Early morning
sun blazed a piercing spotlight through the expansive glass entrance as I my
head snapped painfully up from my deadened arms. My bleary eyes slammed shut
again and my arms; alive with the maddening tingles of receding numbness, were
momentarily unwilling to so much as wiggle until the tiny travel alarm I kept
beside the switchboard started buzzing. Great, it was time to make the morning
wake-up calls and I really didn’t feel like doing so myself.
I hustled
into the tiny kitchen behind the lobby desk to turn on a pot of coffee and
discovered that Lydia must have already done so, for a freshly brewed pot
awaited my most grateful indulgence. As I sat back at my desk, a steaming cup
of caffeine in hand, the swish of the lobby door let in the refreshing scent of
morning and I looked up to greet whomever had entered. But no one had.
These things
happened at the Santa Rita.
When I took
the job as overnight concierge they hadn’t said it would be easy. They said it
would be interesting. And that it
was. I think it’s what kept me spending every Friday and Saturday night there
for my last five months of high school.
I’d made two
successful wake-up calls (by that I mean the guests hadn’t spewed obscenities
at me for granting their request to be awakened, or angrily hung up) when the
tantalizing aroma of molasses drifted past.

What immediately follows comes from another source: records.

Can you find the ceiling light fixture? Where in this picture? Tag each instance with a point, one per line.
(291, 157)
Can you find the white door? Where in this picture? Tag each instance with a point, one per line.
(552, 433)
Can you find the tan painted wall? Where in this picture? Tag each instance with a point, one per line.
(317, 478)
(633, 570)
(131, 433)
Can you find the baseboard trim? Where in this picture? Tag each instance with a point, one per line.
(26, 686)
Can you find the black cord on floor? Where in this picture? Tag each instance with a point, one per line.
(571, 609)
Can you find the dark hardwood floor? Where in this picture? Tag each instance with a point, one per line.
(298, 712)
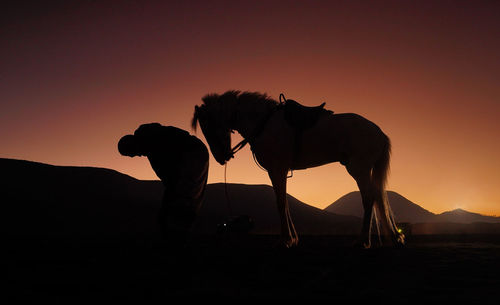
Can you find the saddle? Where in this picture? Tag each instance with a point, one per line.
(302, 117)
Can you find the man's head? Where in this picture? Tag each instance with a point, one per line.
(129, 146)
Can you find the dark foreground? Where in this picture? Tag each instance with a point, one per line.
(251, 269)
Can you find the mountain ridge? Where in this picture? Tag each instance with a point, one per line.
(407, 211)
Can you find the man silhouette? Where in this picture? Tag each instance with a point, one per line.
(180, 160)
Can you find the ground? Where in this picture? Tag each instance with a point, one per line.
(252, 269)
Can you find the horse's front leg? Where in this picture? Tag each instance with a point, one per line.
(288, 233)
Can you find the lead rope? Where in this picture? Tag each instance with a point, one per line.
(225, 191)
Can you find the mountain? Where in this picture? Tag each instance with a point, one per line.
(406, 211)
(462, 216)
(47, 200)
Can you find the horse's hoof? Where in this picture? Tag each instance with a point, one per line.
(399, 241)
(359, 244)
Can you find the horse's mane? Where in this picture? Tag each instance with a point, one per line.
(232, 96)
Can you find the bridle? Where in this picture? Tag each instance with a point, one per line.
(260, 128)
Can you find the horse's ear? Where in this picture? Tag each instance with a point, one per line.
(194, 121)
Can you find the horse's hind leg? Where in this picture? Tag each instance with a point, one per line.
(362, 176)
(387, 220)
(288, 233)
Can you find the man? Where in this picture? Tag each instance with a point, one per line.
(181, 162)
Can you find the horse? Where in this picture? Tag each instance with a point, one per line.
(348, 138)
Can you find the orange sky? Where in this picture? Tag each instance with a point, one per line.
(75, 77)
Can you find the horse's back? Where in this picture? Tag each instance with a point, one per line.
(339, 137)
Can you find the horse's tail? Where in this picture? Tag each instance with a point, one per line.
(380, 173)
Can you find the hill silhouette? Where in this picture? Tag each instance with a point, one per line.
(41, 199)
(46, 200)
(406, 211)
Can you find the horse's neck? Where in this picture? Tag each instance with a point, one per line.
(248, 117)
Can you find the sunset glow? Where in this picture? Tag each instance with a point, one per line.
(76, 77)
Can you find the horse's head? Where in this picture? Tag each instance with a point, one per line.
(216, 131)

“Mornin’, Jonesy!” I called to the night janitor/watchman.
“Mornin’, Ma’am,”
he answered around an ever-present pipe, as he pushed an enormous dust mop
across the gleaming lobby floor and I giggled. It tickled me that he called me
that.
Elderly and
quite sprite, Jonesy had worked at the Santa Rita more than thirty years and
had told me all about the signs, as
he called them. Though Lydia always scurried from the room, I hung around and listened,
spellbound, when he’d speak in a voice as smooth and rich as the smell of his tobacco.
“Lydia’s got
coffee on already,” I told him and he stopped in his tracks and cocked his
head.
He stepped
up to the counter and winked a sea-green eye “Ah, I expect she’s running late
today, Ma’am. I ain’t seen her.” He
tipped his grey fedora and resumed his dust-mopping.
“You’re kidding, right?”
He came
around the counter and picked up my empty cup “No, Ma’am.” He said before
shuffling into the kitchen. I stared at the silent switchboard as he got
himself a cup of coffee and refilled mine. He knew just how I liked it.
“Maybe I
sleep-walked and turned it on myself” I mused. I’d set it up for the morning
when I’d started my shift the night before, so that had to be what happened.
Jonesy
leaned against the wall, looking much like Morgan Freeman did in the The Bucket List
and took a sip, “Maybe.” He shrugged
These things
happened at the Santa Rita.
Over time,
Jonesy told me about the signs, eight in all, that were what he considered
proof that the building was inhabited by disquieted spirits (are they ever not disquieted?). I thought he had a
real convincing list of reasons.
After a nine year old
had been seen swimming in the pool all day, he was found inexplicably drowned
at the bottom, early the next morning. His parents; awakened from a long night
of drinking, had not been aware of his whereabouts and promptly went to the
roof together and jumped, landing just feet from where their son was pulled
from the pool.
Several years later a
prominent businessman celebrating his thirteenth wedding anniversary shot his wife
to death after an argument and called room service for another bucket of ice
before hanging himself in the elevator shaft.
It was a few years
after that when three young men, in town for (this one still gives
me chills) a U of A
seminar on Native Americans, were all found dead in their rooms from “apparent
sudden heart attacks”.
Not long
after I worked there the building was razed and word got out that the Santa
Rita Hotel had been built over an ancient Indian burial ground. I don’t know if
Jonesy ever knew how right he probably was. I hope so.
Have you ever or would you ever work at a haunted place?